A potent mix of hormonal changes, growing independence, and still-developing brain structures make the teenage years particularly difficult.
Many adults look back on their teen years as a particularly challenging rite of passage, and today’s teens face even more pressures than their parents’ generation. With the advent of social media and cyberbullying, teens are exposed to more negative influences and peer pressure than ever. Adding experimentation with drugs and alcohol can have a strong impact on mood that sometimes results in suicide.
Prevalence of Drug and Alcohol Use Among Teens
The National Institute on Alcohol Abuse and Alcoholism tracks alcohol use among teens. The institute found that in 2009, more than 10 million American teenagers had consumed more than “just a few sips” of alcohol. In fact, 50% of 15-year-olds report that they have had at least one drink. The number continues to climb throughout the later teenage years.
Particularly worrisome is the fact that when teenagers do drink, they do so at higher levels than most adults. For example, the 2011 Youth Risk Behavior Survey found that 22% of high school students had five or more drinks within a single sitting during the past month. This level of binge drinking can severely affect mood and brain development. Drinking also leads to risky behaviors, with 8% of high schoolers reporting that they drove drunk and 24% stating that they rode with a driver who had been drinking.
For many teenagers, illicit drugs also hold an allure. In 2013, 7% of 8th graders reported that they had used marijuana in the past month. This percentage grows throughout the high school years, with 22.7% of high school seniors reporting recent marijuana use. Nearly 7% smoke marijuana every day.
Although use of cocaine or heroin remains fairly uncommon among high schoolers, many experiment with synthetic drugs, club drugs, and prescription medications. For example, 11.4% of high school seniors say they have used synthetic marijuana, with 15% using prescription drugs for non-medical purposes. All of these substances alter brain chemistry and affect decision making, increasing risk of suicide.
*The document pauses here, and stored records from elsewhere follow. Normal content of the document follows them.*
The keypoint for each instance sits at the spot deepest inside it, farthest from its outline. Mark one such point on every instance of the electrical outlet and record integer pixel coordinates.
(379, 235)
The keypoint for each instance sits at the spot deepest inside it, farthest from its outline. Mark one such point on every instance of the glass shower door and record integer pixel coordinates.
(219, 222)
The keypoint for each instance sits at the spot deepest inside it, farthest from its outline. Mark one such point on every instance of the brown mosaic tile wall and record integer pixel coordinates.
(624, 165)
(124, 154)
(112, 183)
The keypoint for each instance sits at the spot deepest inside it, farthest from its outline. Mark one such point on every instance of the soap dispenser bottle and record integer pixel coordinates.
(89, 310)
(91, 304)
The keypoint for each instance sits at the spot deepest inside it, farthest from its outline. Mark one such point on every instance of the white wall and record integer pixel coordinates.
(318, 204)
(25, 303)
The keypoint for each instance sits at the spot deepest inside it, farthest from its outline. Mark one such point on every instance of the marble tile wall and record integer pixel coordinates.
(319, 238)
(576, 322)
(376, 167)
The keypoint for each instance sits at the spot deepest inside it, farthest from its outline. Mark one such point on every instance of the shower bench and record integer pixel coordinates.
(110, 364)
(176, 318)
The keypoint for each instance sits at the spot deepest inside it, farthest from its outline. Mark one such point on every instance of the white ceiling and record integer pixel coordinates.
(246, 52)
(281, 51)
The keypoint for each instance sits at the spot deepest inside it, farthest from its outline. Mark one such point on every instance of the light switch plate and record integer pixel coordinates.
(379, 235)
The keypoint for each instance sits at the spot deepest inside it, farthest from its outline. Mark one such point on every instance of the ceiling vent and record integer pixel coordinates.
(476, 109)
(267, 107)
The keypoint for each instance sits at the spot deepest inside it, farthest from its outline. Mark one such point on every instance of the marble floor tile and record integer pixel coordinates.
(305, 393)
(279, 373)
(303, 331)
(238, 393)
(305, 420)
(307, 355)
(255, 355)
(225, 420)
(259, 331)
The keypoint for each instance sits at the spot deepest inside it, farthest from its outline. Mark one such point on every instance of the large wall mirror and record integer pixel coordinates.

The Link Between Substance Use and Suicide
Suicide is the third leading cause of death among American teenagers, causing widespread pain throughout families and communities. Alcohol or drug abuse is one of the key risk factors for suicide in adolescents. These substances enter the brain and affect its reward pathway, leading to the “high” feeling that teenagers often seek. Over time, however, use of drugs and alcohol can dramatically change the chemistry of the brain. These brain changes place a person at greater risk of feeling intense sadness or depression.
Another link between substance abuse and suicide is physical dependency. Chronic drug or alcohol use — even with marijuana, which teenagers often believe is lower risk — can cause the body to physically crave the drug. This dependency frequently leads to feelings of helplessness or hopelessness. As the body comes down from a high, individuals often report feeling intense depression, irritability, or anxiety. All of these effects increase risk of suicide.
Additionally, access to drugs may provide a means for teenagers to commit suicide. According to the Substance Abuse and Mental Health Services Administration, nearly 10% of drug-related trips to the emergency room made by adolescents involved attempted suicide. In many of these cases, ready access to prescription drugs was a contributing factor.
Recognizing the Warning Signs for Teen Suicide
Although many parents worry about their teens, few have been educated about the warning sides for drug use and suicide. For obvious reasons, adolescents are often secretive about drug and alcohol use, and many parents remain oblivious. Other parents assume that “it’s just a phase” or that experimentation with substances is a normal part of adolescence. Unfortunately, this sometimes causes teenagers at greatest risk of substance abuse and suicide to slip through the cracks.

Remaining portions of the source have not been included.